At 15, Randy was six feet four inches tall and a true baseball talent. Already there was talk about his pitching in the major leagues one day. But that first game our coach started Jimmy Melvin, a lanky junior who was hit hard by the visiting Wade Hampton team in the first inning. Jimmy Melvin’s name is now enshrined on the wall of black marble honoring those killed in action in Vietnam during that long, dispiriting war. The coach replaced Jimmy with Bruce Harper, who had a fastball I was afraid of, but Bruce was throwing wild that afternoon. Soon the coach had Randy warming up in what passed for a bull pen at Beaufort High. Bruce Harper would walk out of the history of that game and into the history of his time: He would serve with distinction as one of John Ehrlichman’s lawyers during the Watergate trials.

Then it was Randy Randel’s time, and he was called on to shut down the Wade Hampton Generals. Randy was going to prove that there was substance to all the talk about his chances in the majors. He struck out five of the first seven batters he faced, and the other two batters did not even get the ball out of the infield.

Randy Randel had not allowed a single hit when he fell suddenly to the ground after striking out his fifth batter. The ambulance finally ar rived, and a girl named Pat Everette gave Randy mouth-to-mouth resuscitation until Dr. Herbert Keyserling moved her aside and injected a shot of pure adrenaline into Randy’s heart. The doctor said that Randy had been dead when he hit the ground. In that moment, the lives of every witness to Randy Randel’s fall to the earth had been changed, and changed for all time.

In Eugene Norris’s English class the next day, Randy’s empty seat exuded a disconsolate sense of loss. His seat’s emptiness filled the room. The whole world seemed misplaced and ill-fitting. My class and I were in a state of shock when Gene Norris walked into the room, cleaning his glasses with his tie.

“I was just thinking about grief and how we express it. Or how we don’t. Boys seem to have the toughest time showing how much they hurt, but don’t be afraid to. Not in this room. Not among those who loved Randy with you.”
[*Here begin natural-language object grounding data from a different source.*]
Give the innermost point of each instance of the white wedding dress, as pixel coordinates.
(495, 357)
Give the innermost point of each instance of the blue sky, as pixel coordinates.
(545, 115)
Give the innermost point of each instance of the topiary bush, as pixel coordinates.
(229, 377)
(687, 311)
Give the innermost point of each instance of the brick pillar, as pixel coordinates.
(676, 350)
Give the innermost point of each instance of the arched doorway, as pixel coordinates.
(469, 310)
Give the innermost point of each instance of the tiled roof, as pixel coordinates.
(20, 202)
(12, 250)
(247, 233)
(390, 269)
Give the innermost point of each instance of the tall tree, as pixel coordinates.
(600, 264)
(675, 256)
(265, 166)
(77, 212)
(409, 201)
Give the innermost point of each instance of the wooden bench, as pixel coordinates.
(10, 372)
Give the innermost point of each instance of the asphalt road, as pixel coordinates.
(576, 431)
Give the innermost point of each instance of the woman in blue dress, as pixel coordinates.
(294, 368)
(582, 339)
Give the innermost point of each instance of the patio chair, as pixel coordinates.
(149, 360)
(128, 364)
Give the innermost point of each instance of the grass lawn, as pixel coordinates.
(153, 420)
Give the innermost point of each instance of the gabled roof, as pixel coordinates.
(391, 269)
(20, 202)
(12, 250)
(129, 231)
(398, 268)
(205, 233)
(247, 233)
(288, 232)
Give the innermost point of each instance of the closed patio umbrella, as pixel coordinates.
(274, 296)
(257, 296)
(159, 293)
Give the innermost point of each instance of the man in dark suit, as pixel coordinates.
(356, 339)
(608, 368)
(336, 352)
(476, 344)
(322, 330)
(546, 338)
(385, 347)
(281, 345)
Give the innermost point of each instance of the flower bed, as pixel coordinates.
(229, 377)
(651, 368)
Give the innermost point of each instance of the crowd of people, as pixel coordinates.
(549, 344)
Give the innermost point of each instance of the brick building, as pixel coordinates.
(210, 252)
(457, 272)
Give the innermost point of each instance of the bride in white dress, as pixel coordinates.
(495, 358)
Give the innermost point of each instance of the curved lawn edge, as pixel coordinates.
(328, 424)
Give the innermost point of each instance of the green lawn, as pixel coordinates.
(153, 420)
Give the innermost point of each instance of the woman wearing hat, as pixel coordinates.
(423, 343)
The room came apart, and I cracked like an egg. I wept for two days and could do nothing to stop myself. I wrote my first poem about Randy’s death and gave it to his mother and father after the funeral. Nor did I have to call off my trip to Newberry, because Randy was buried there with his mother’s people in the Rosemont Cemetery. I rode to Newberry with Gene Norris and stayed in his Uncle John and Aunt Elizabeth’s house, where I fell in love with Gene’s pretty cousin, Liz, or “Cuz,” as he called her.

I did not know then that love and death could find each other at the same dance. Liz was an uncommonly lovely freshman at Columbia College, and I was smitten the moment I walked into the room. She moved with a dreamy, sophisticated air that made me and the other high-school boys who encountered her unsteady in our loafers.

On the way to Randy’s burial service, I asked Mr. Norris, “Does Liz ever date high-school boys, Mr. Norris?”

“Of course not,” Gene said, dismissing the fact out of hand. “She wouldn’t be caught dead with a high-school Harry like you. Liz only dates the cream of the crop. College boys. From the very best fraternities. Her boyfriend’s going to be a doctor. Yes, sir, a doctor.”

“If she ever breaks up with her doctor friend, I’d sure be interested, Mr. Norris.”

“Of course you’d be interested, boy,” he said. “But she’s got big plans with a Clemson man. She left you boys back in the playgrounds a long time ago. Now quit mooning over my cousin and start thinking about Randy.”

When I got to Randy’s grandmother’s house, I could smell the food all the way up the hill on Main Street, where we parked the car. His grandmother, Mrs. Smith, who would soon become Mamaw to me, introduced me to Dunbar macaroni. She gave me the history, lore, and legend of the dish as she served me a large portion.